If we take Argentina as a guide eventually there will be some kind of restructuring settlement where you take a big haircut and then receive some kind of deferred terms of payment. Note that creditors don’t really have to be treated equally - Argentina made the IMF whole in 2005 but most debt holders took a haircut down to 30% of face. In the interim before a restructuring settlement your bonds will be basically valueless, but that’s irrelevant because I-Bonds don’t trade on the secondary market and the only way to liquidate them is back to the Treasury. I presume the treasury will stop liquidation of I-Bonds but regardless they will probably not pay you face if you choose to liquidate. So basically you hold on to them and then you wait and see what happens.

If for whatever reason you are holding debt instruments of a country that’s in default just hold on to them if they’re relatively valueless. The worst thing that can happen is that they actually become valueless, but there’s some upside. There was a lot of trading of Argentine debt for this reason (at pennies on the dollar) because if you buy something for 15% of face and then get 30% of face you just made a shitload of money.
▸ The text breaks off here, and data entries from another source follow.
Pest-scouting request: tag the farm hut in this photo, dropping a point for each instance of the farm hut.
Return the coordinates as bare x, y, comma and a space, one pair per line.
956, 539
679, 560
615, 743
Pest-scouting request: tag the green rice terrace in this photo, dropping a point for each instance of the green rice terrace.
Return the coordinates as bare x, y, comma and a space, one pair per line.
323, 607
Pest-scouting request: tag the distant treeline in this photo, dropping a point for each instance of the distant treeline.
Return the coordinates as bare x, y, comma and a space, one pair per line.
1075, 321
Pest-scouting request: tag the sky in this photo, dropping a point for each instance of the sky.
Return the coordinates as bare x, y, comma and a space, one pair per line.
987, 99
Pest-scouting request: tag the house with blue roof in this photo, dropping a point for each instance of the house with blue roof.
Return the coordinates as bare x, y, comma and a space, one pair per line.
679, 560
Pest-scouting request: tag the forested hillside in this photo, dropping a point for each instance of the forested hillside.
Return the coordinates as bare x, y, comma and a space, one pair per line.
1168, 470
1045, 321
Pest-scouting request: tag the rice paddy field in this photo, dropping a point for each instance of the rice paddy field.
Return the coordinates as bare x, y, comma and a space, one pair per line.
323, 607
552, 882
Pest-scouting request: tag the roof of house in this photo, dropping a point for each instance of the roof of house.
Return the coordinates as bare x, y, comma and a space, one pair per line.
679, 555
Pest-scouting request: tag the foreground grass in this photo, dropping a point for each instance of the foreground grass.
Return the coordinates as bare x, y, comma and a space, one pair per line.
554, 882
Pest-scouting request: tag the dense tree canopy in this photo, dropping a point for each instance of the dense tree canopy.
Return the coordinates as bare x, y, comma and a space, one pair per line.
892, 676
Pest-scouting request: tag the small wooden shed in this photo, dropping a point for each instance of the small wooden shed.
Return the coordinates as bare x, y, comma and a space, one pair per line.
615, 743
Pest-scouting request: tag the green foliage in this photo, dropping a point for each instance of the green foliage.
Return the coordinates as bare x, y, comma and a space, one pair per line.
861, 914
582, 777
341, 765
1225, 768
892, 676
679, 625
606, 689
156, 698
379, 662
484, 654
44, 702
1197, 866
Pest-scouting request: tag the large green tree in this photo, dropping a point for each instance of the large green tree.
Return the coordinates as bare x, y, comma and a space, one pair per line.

Are there any historical precedents for defaults by governments that absolutely can pay their debts, but are just unable to in the short term due to bureacratic gridlock?

Hadlock
Nov 9, 2004

lifg posted:

Notable exception was Elliot Management, who refused the haircut and instead seized an Argentine navy ship.

I was expecting a modern naval destroyer, turns out it is the pride of the Argentine Navy



Pretty wild. I guess they own Evergreen, huge container shipping company that was in the news not long ago blocking the Suez canal, and have additional experience in shipping elsewhere so I guess seizing a naval boat is within their wheelhouse. That's a pretty big flex regardless

LanceHunter
Nov 12, 2016

Beautiful People Club


An interesting possibility I've heard, and easily the sloppiest possible solution (outside of the actual global nukes-are-flying economic crash), is that people holding US debt sue for damages. They would very clearly have standing and motivation to do so. Then the courts can decide if the debt ceiling violates the 14th amendment (it definitely does) and can order Treasury to keep selling debt to make its payments.

KYOON GRIFFEY JR
Apr 12, 2010



Runner-up, TRP Sack Race 2021/22

lifg posted:

Notable exception was Elliot Management, who refused the haircut and instead seized an Argentine navy ship.

lol I did not know this, that rules

ultrafilter
Aug 23, 2007

It's okay if you have any questions.


LanceHunter posted:

An interesting possibility I've heard, and easily the sloppiest possible solution (outside of the actual global nukes-are-flying economic crash), is that people holding US debt sue for damages. They would very clearly have standing and motivation to do so. Then the courts can decide if the debt ceiling violates the 14th amendment (it definitely does) and can order Treasury to keep selling debt to make its payments.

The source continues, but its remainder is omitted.